For seven months, the official cash rate target has been at the unprecedented level of 0.1%. The Shadow Board’s conviction to keep the overnight interest at 0.1% eased slightly but remains very strong. The Board attaches a 95% probability that the overnight interest rate should remain steady (98% in May), a 5% probability that an increase is appropriate (2% in May) and a 0% probability that a further rate cut to below 0.1% is appropriate.
The probabilities at longer horizons are as follows: 6 months out, the confidence that the cash rate should remain at 0.1% equals 78% (80% in May), the probability attached to the appropriateness for an interest rate decrease is exactly 0%, while the probability attached to a required increase increased slightly from 19% to 22%. One year out, the Shadow Board members’ confidence that the cash rate should be held steady equals 62% (64% in May).
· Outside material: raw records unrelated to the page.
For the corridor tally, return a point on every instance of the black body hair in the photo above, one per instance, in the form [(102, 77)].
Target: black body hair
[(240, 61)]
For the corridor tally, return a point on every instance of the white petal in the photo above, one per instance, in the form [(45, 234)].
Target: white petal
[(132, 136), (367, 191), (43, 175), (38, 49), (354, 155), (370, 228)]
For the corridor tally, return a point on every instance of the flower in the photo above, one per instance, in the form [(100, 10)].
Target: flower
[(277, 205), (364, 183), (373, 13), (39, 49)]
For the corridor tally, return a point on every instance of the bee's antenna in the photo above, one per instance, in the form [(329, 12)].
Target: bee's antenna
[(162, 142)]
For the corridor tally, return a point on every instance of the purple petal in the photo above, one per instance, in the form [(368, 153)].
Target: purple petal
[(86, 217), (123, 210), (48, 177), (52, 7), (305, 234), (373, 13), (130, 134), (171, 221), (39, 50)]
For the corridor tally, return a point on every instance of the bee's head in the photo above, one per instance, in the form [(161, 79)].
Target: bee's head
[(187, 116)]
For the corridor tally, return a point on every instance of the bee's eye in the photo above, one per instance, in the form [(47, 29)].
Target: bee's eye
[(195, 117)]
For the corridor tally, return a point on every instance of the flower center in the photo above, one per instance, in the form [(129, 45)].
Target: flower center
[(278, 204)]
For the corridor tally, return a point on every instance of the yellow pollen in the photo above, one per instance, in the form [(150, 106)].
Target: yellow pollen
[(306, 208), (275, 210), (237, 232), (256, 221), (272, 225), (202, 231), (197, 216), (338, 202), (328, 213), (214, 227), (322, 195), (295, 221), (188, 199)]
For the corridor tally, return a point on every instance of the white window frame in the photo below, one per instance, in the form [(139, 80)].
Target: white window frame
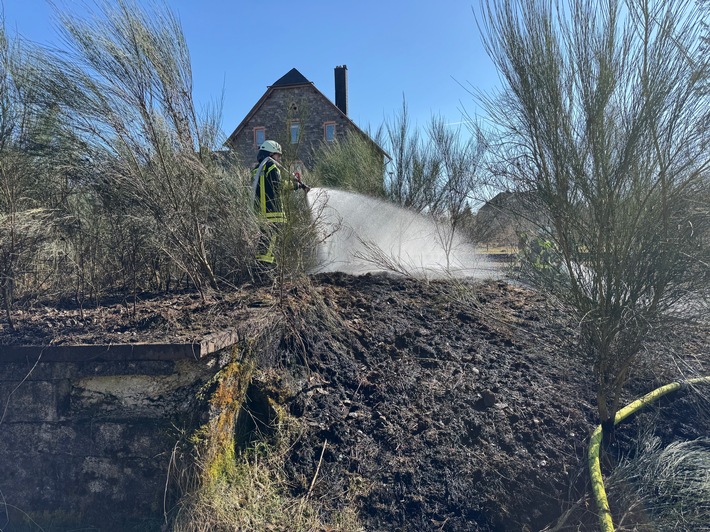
[(258, 130), (295, 126)]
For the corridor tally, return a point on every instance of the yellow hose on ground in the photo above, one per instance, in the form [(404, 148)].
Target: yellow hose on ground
[(595, 471)]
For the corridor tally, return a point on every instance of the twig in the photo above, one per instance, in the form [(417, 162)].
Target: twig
[(320, 461)]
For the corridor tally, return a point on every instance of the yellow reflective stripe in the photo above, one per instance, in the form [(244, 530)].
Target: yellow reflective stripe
[(276, 216), (262, 193), (262, 188)]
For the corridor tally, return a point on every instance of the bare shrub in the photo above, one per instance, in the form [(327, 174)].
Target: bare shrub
[(128, 82), (601, 119)]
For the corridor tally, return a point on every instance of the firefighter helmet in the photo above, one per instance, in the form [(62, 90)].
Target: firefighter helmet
[(271, 146)]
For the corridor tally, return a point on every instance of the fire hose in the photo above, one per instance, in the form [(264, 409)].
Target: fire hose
[(605, 520)]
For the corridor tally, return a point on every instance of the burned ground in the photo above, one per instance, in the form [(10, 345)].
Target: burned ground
[(426, 405)]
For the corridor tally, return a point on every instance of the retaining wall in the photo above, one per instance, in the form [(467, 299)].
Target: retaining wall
[(87, 433)]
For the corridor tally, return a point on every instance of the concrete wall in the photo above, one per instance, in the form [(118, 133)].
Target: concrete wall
[(87, 433)]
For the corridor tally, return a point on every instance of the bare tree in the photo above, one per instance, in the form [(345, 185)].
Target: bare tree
[(412, 181), (601, 117), (460, 164)]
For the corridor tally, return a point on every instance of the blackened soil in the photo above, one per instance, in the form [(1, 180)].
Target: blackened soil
[(427, 406)]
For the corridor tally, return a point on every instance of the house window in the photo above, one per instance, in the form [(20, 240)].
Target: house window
[(329, 131), (259, 136)]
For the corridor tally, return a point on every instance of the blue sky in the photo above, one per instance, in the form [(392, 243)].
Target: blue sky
[(426, 52)]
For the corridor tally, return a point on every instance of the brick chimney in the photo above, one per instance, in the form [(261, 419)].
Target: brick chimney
[(341, 88)]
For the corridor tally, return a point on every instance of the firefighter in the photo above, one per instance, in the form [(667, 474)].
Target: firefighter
[(268, 187)]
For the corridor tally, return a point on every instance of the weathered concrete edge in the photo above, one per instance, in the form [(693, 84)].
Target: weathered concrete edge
[(140, 351)]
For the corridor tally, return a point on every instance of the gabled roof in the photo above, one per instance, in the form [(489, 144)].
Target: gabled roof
[(293, 78)]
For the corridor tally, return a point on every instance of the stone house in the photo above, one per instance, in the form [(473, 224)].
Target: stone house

The confidence in a required cash rate decrease, to below 0.1%, is 0% (down from 1% in May) and in a required cash rate increase 38% (35% in May). Three years out, the Shadow Board attaches a 11% (9% in May) probability that the overnight rate should equal 0.1%, a 0% probability that a rate lower than 0.1% is appropriate, and a 89% (91% in May) probability that a rate higher than 0.1% is optimal. The range of the probability distributions over the 6 month and 12 month horizons widened to 0-2%, 75bp wider than in the previous month, and the range of the probability distribution for the 3-year recommendation is unchanged, extending from 0% to 2.5%.